A faculty member of IIT Kanpur complained that the poem recited by students in solidarity with Jamia Millia Islamia, provoked anti-Hindu sentiments. The poem in question is Hum Dekhenge by Faiz Ahmed Faiz and the alleged ‘anti-Hindu’ verse goes like:
“Jab arz-e-khuda (Earth of God) ke kaabe se,
Sab but (idols) uthayaae jaenge,
Sab taaj ucchale jaenge,
Sab takht giraye jayenge,
Bas naam rahega allah ka,
Yeh lazim hai ki hum bhi dekhenge.”
“When, from the seat of the Almighty
every pedestal will lie displaced;
Then, the dispossessed we; we,
who kept the faith will be installed
to our inalienable legacy.
Every crown will be flung.
Each throne brought down.
Only His name will remain.
Inevitably, we shall also see the day
that was promised to us.”
Faiz wrote this poem in 1979. Iqbal Bano, the legendary Pakistani singer made it immortal in 1986 with her rendition – after two years of Faiz’s death. This was written in Pakistan during the military rule of Mohammad Zia-ul-Haq, who disposed Zulfikar-Ali-Bhutto and announced himself as the President of Pakistan in 1978.
During Zia’s rule, laws were made against adultery, fornication and blasphemy. Also, punishments by whipping, amputation and stoning to death were introduced. Many blame Zia-ul-Haq for the Islamisation of Pakistan and pushing the country to extremism.
Faiz was a communist and his poems signify his hate towards authoritarian rule. His poems were an attack on such leaders and their ways.
In the above couplet, he talks about the time when fake idols will be destroyed and in the void of symbolism, only god (the righteous) will remain.
He understood how rulers use symbols to brazenly boast about their kingdoms. Hitler used the swastika to gather support for his callous crusade. The people supporting his ideology carried out massacre unabashedly and Hitler held this together by giving power to this symbol; disrespect to the swastika would imply disrespect to the nation.

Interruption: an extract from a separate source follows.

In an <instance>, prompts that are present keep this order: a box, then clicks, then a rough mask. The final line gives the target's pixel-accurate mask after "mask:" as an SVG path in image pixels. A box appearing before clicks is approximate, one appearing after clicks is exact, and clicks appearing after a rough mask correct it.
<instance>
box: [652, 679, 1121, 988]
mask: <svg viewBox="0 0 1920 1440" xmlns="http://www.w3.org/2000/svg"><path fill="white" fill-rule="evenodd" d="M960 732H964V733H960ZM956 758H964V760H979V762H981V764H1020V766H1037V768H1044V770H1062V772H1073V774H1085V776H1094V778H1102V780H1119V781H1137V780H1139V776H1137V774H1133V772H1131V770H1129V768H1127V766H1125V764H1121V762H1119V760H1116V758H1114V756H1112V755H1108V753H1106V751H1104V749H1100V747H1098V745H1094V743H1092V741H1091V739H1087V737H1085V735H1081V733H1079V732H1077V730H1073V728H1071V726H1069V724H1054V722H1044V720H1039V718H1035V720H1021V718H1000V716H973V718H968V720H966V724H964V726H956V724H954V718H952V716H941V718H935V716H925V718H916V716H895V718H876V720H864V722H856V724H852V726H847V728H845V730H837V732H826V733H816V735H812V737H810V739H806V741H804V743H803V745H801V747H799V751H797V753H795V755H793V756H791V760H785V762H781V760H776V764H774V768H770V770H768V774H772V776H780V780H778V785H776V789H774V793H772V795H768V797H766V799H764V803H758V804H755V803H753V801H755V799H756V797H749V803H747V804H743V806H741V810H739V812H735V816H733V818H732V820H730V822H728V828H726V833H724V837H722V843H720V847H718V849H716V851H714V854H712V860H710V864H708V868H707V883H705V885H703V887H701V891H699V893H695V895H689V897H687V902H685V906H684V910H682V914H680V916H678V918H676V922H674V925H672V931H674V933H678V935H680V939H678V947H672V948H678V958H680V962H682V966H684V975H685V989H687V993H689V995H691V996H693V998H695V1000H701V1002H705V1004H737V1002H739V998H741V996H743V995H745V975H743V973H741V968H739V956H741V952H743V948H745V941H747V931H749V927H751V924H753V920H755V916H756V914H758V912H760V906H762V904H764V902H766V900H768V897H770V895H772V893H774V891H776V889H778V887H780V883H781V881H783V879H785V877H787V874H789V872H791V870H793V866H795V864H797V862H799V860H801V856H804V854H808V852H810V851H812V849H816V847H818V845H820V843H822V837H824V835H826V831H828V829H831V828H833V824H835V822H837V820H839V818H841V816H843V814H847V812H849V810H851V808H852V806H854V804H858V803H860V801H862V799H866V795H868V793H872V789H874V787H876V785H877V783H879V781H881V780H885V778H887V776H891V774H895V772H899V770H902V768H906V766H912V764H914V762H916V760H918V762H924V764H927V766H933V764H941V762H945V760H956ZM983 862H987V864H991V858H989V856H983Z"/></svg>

The relevance of symbols can be seen during the reign of Muammar al-Gaddafi too. He built many statues of himself around Libya. After killing him brutally, the forces decapitated his statues and stood above it, which according to them signified the end of Gaddafi’s atrocities.
The Indian Nobel Laureate Rabindranath Tagore, himself, did not believe in idolatry. He felt symbols could be used to destroy peace and was aware of its abuse by many, over the course of history. He held humanity above nationalism and despised extreme nationalism, even during the war of Independence of India.
Tyrants thrive on symbols and idols; its followers celebrate it and the victims suffer under it.
Faiz Ahmed Faiz was termed a ‘criminal’ many times for his revolutionary writings. A poem which was written against the authority as a right to express is being termed as ‘anti-Hindu.’
The situation clearly explains that religion is being manifested as a symbol to us. This is a failure of our education system which cannot educate the most educated about revolutionary writers.
Faiz was a criminal then and remains to be one, interestingly, because of the failure of the authorities.